Wednesday, 4 October 2017: 15:00
National Harbor 2 (Gaylord National Resort and Convention Center)
B. Ergul (University of Arkansas at Little Rock), M. Begum (University of Arkansas - Little Rock), N. Kariuki, D. J. Myers (Argonne National Laboratory), and T. Karabacak (University of Arkansas - Little Rock)
Polymer electrolyte membrane fuel cells (PEMFCs) have gained significant attention as alternative power sources, especially for automotive applications due to their high energy conversion efficiency, low operating temperature and being environmentally friendly compared to the other types of fuel cells. However, sluggish kinetics of oxygen reduction reaction (ORR) on the cathode requires a high loading of platinum (Pt), which increases the cost of the fuel cell. In addition, dissolution and agglomeration of Pt nanoparticles and oxidation of the carbon support are among the major factors that cause electrode degradation and performance loss. Therefore, extensive efforts are focused on developing high performance, durable, and low-cost electrocatalysts. Extended surfaces such as nanostructured thin films are good candidate for non-conventional catalysts due to their high surface area and having no need for a support material.

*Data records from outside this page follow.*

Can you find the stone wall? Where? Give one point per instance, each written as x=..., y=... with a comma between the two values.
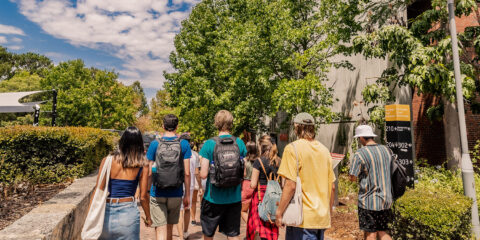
x=61, y=217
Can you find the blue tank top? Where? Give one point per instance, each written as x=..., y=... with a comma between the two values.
x=120, y=188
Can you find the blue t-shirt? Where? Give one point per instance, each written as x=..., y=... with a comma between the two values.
x=221, y=195
x=151, y=153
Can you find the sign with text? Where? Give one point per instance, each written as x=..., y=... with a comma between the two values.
x=399, y=136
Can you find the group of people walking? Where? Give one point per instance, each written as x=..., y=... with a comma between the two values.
x=236, y=182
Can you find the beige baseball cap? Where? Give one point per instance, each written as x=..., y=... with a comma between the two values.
x=304, y=118
x=364, y=131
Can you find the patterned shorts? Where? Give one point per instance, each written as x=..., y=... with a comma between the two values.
x=374, y=221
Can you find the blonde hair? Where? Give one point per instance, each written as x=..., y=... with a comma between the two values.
x=269, y=150
x=224, y=120
x=305, y=131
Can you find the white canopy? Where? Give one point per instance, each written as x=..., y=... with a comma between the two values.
x=9, y=102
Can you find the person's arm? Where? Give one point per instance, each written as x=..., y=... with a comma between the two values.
x=332, y=198
x=102, y=186
x=150, y=173
x=287, y=195
x=355, y=167
x=254, y=179
x=144, y=193
x=353, y=178
x=204, y=165
x=198, y=179
x=187, y=182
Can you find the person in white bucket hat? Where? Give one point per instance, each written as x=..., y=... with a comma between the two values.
x=371, y=167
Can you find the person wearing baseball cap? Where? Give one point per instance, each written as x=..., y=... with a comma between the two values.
x=371, y=167
x=317, y=192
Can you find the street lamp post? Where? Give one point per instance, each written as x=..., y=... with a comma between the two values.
x=466, y=162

In this work, a new density-modulated platinum thin film (Pt-TF) design was fabricated by high pressure sputtering deposition (HIPS) and was investigated as potential electrocatalysts for the ORR in PEMFCs using cyclic voltammetry and rotating disk electrode techniques in aqueous perchloric acid electrolyte. Scanning electron microscopy and X-ray diffraction methods were used to study morphological and crystallographic properties of the density-modulated Pt-TF electrocatalysts. The Pt-TF catalyst was produced by changing working gas pressure from low to high values during film growth, which results in denser film bottoms and more porous tops. Low-density film top provides effective transportation of oxygen, which could enhance catalyst utilization and result in reduced Pt-loading and enhanced activity. Porous yet interconnected network of Pt atoms in the low-density Pt-TF surface can also eliminate the agglomeration and dissolution problems. In addition, high-density film bottom provides a strong adhesion to the substrate leading to enhanced physical and electrochemical stability of the Pt-TF. Stronger bonds along with self-protection against the acidic environment due to the dense-packing of Pt atoms at the interface with the substrate can hinder leaching of Pt and avoid the detachment of large regions of Pt-TF from the substrate as a whole. In addition, high-density layer can reduce contact resistance and enhance the electronic conductivity. This presentation will focus on electrochemically active surface area, area specific activity, and mass activity of density-modulated Pt-TFs during accelerated stability tests and compare them to conventional high-density Pt-TF and Pt/C electrocatalysts.